The current CCD is only around 75 square mm, which is probably smaller than most mobile chips which include a gpu and a bunch of other fixed function hardware. They may reduce the die size by moving to chip stacking of some form so they will not need 32-bit (single direction) serdes links between CCD and IO die. Increasing the L2 cache sizes may increase the die area slightly, but it may not be significant due to the node shrink. If they share the L2 among 2 cores or something, then that could allow them to be much more efficient on die area. At 5 nm they may be able to add a lot of functionality with minimal increase in die size.

They would still want to sell the CCD in the higher mid-range and high end desktop parts. Basically, they make massive numbers of CCD, which isn’t hard to do given the number of die per wafer at such a small size. The higher leakage, higher clocking die go to the desktop market where a 65 watt 6-core is okay. The lower leakage parts get stockpiled for Epyc. There is a good chance that the Ryzen CCDs just aren’t good enough to be Epyc processors except for some of the weird 2 CCD Epyc parts. The 5950x may be be one high leakage, high clock die paired with a lower leakage, more Epyc-like die (higher price). Given the pricing structure, they want you to buy the 6-core or the 12-core, which are probably both not good enough power consumption bin for Epyc.

I don’t think we are going to see increased L3 with Zen 4. It just doesn’t really seem to make much sense. The latency penalty would be high, but I guess larger L2 could make up for it, so I guess we can’t rule it out.

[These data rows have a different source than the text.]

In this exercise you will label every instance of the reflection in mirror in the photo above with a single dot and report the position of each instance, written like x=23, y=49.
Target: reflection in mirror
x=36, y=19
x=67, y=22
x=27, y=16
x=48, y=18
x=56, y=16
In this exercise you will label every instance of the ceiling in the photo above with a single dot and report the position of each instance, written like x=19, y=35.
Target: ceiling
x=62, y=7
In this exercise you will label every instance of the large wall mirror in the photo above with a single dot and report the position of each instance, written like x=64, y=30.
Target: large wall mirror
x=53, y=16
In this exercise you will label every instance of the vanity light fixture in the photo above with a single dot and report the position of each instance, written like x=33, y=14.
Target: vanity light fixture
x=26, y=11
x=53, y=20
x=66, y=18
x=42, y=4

They could make multiple types of CCD eventually. They could use a 64 MB CCD for high end database applications and HPC, but I don’t know if it would be necessary if Epyc gets L4 (infinity cache). I don’t think they would add L4 cache to the desktop IO die; 32MB is already huge. We may see some more APUs in the desktop market and those could be candidates for staying on 7 nm or 6 nm while leaving the 5 nm allocation for Genoa CCD with essentially salvage CCD for high-end desktop. Zen 3 is pretty much only higher end mid-range and high end desktop plus presumably stockpiles for Milan currently. We don’t have <300$ Ryzen 5000 yet; anything less than the 5600x might still be an APU.

 

[jamescox]

What we know are their roadmaps and interviews. We know Zen4 on N5 is planned. We know that they are going to use other N7 family nodes for future products. We know that they are working towards stacking from patents. We know that they still want to progress core counts. What we don't know are specifics.

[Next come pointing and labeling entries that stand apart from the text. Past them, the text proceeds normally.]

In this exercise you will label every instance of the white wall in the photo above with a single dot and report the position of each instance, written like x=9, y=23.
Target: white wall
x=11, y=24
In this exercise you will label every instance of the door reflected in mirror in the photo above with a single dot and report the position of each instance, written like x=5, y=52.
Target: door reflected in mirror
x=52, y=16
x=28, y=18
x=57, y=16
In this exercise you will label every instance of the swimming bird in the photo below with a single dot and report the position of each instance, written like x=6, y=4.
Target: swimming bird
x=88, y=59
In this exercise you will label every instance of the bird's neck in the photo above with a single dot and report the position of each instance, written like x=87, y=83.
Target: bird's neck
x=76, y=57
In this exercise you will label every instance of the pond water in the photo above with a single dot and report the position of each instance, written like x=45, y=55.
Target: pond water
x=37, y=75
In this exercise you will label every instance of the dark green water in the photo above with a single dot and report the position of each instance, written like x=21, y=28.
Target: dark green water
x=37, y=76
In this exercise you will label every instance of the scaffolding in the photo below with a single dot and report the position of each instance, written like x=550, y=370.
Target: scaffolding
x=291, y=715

With chip stacking possibilities, it is almost impossible to speculate. I had thought they would want to double the cores with Genoa, but that is actually dependent on how much bandwidth DDR5 can provide. Or at least it is at first thought it is. If you throw in the possibility of infinity cache in an Epyc IO die, interposer, whatever, then the bandwidth argument kind of go out the window also. I guess we may be in for a surprise.

 

[moinmoin]

Here is an analyst who argues it's possible that AMD (including console business) surpasses Apple as biggest TSMC customer in revenue in 2022:

Taiwan Semi's Growth Accelerates As AMD Gains Steam (NASDAQ:AMD)

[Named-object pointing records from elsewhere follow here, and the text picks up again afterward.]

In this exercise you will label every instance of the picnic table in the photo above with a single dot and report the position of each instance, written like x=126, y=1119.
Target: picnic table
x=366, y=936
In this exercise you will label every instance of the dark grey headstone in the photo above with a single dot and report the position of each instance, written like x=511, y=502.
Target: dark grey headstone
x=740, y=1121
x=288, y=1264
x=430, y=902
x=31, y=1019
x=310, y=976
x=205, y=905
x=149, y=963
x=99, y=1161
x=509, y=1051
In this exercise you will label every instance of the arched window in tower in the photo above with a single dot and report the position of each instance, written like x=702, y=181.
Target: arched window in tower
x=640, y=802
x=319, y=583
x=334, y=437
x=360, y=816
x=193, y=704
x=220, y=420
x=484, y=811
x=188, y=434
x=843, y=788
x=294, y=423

TSMC has been and continues to be the undisputed leader of cutting edge process and is continuing to grow business and gain market share.

seekingalpha.com

The reasoning is alright and doesn't even mention the server business that has a growing backlog and the biggest "G"PU die of them all.

 

[DisEnchantment]

Here is an analyst who argues it's possible that AMD (including console business) surpasses Apple as biggest TSMC customer in revenue in 2022

By revenue probably quite behind.
But by volume? Right now AMD is estimated to be using 45k wpm. That too constrained by supply.
Counting wafer starts only that's like 70% of entire N5 output.
In Q4 21 Xilinx's 7nm/5nm share will add to AMD's tally as well.
By volume of wafer starts AMD should already be close, if not surpass, in next Quarters by virtue of increased supply which they disclosed.

 

[LightningZ71]

If AMD intends to grow their volume and market share, they absolutely have to get with Samsung for a non-trivial portion of their water demands. GloFo is essentially out of the game for them unless they do something on the low end for AMD on 12LP+. Eventually, Raven2 needs replacing. Maybe a "half Renoir"?